US House Backs Bill to Suspend All Assistance to Nigeria over Terrorism

• Moves to raise withheld aid from 50% to 100% pending FG’s action

•Steube: We can’t reward a govt that fails to protect its citizens

Emmanuel Addeh in Abuja

The United States House of Representatives has approved an amendment seeking to withhold 100 per cent of the country’s assistance to Nigeria until the federal government takes effective steps to prevent and respond to terrorism and violence, significantly tightening an earlier proposal that sought to suspend only half of the aid.

The amendment, sponsored by Representative Gregory Steube of Florida’s 17th Congressional District, was adopted by voice vote during consideration of the appropriations bill.

It raises the aid withholding threshold from 50 per cent to 100 per cent while retaining the requirement that the US Secretary of State certify that Nigeria has taken “effective steps to prevent and respond to violence and hold perpetrators accountable.”

Speaking on the House floor, Steube said the earlier proposal did not go far enough, alleging that the Nigerian federal government has failed to protect its citizens, especially Christians.

“I rise in strong support for my amendment to increase the withholding threshold for assistance to Nigeria, from 50 per cent to 100 per cent, while keeping in place benchmarks that demand Nigeria take effective steps to address the violence and persecution that continue to devastate the country,” he said.

Arguing that the Nigerian government had failed in its responsibility to protect its citizens, the lawmaker said: “Nigeria has faced a horrific wave of violence that its corrupt government has failed to address.”

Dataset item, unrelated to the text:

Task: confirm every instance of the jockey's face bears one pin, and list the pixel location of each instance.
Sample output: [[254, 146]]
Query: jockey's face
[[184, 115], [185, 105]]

He added: “For years, and especially in recent months, Christians and other religious minorities in Nigeria have been subjected to violence and terrorism at the hands of extremists operating with impunity.”

According to him, Christian women and girls continue to be abducted, assaulted, tortured, and killed, while their churches are burned, and entire communities are erased.

Steube maintained that if lawmakers considered the conditions serious enough to justify withholding half of the assistance, they should also support suspending all funding.

“If the aid conditions included in the bill are important enough to withhold half of all the funding to the Nigerian government, then they are important enough to withhold all of the funding,” he said.

He also questioned the continued flow of American assistance to Nigeria, maintaining that the West African country has not justified such assistance.

“The generosity of our taxpayers is a reflection of the American values we hold so firmly. Never should we allow their hard-earned tax dollars to be funnelled to corrupt regimes that fail to uphold religious freedom, fail to adequately confront terrorism, and fail to protect the innocent from persecution.”

He further argued that continued aid to Nigeria was difficult to justify in light of worsening insecurity and America’s fiscal challenges.

“It is absurd to expend foreign aid to Nigeria in the face of rising insecurity, especially as America’s national debt approaches $40 trillion,” he maintained.

The Florida lawmaker added that the amendment would ensure US assistance “is appropriately leveraged to defend, reflect, and uphold American values.”

The measure strengthens an earlier House proposal introduced in April and comes amid increased scrutiny of Nigeria’s security situation in Washington. Although US President Donald Trump redesignated Nigeria as a Country of Particular Concern (CPC) in 2025 over allegations of religious persecution, both countries have continued to deepen military cooperation against terrorist groups operating in northern Nigeria.

The amendment will still have to pass the remaining stages of the US legislative process before it can become law. If enacted, all US assistance to Nigeria would remain suspended until the Secretary of State certifies that the Nigerian government has met the prescribed security and accountability benchmarks.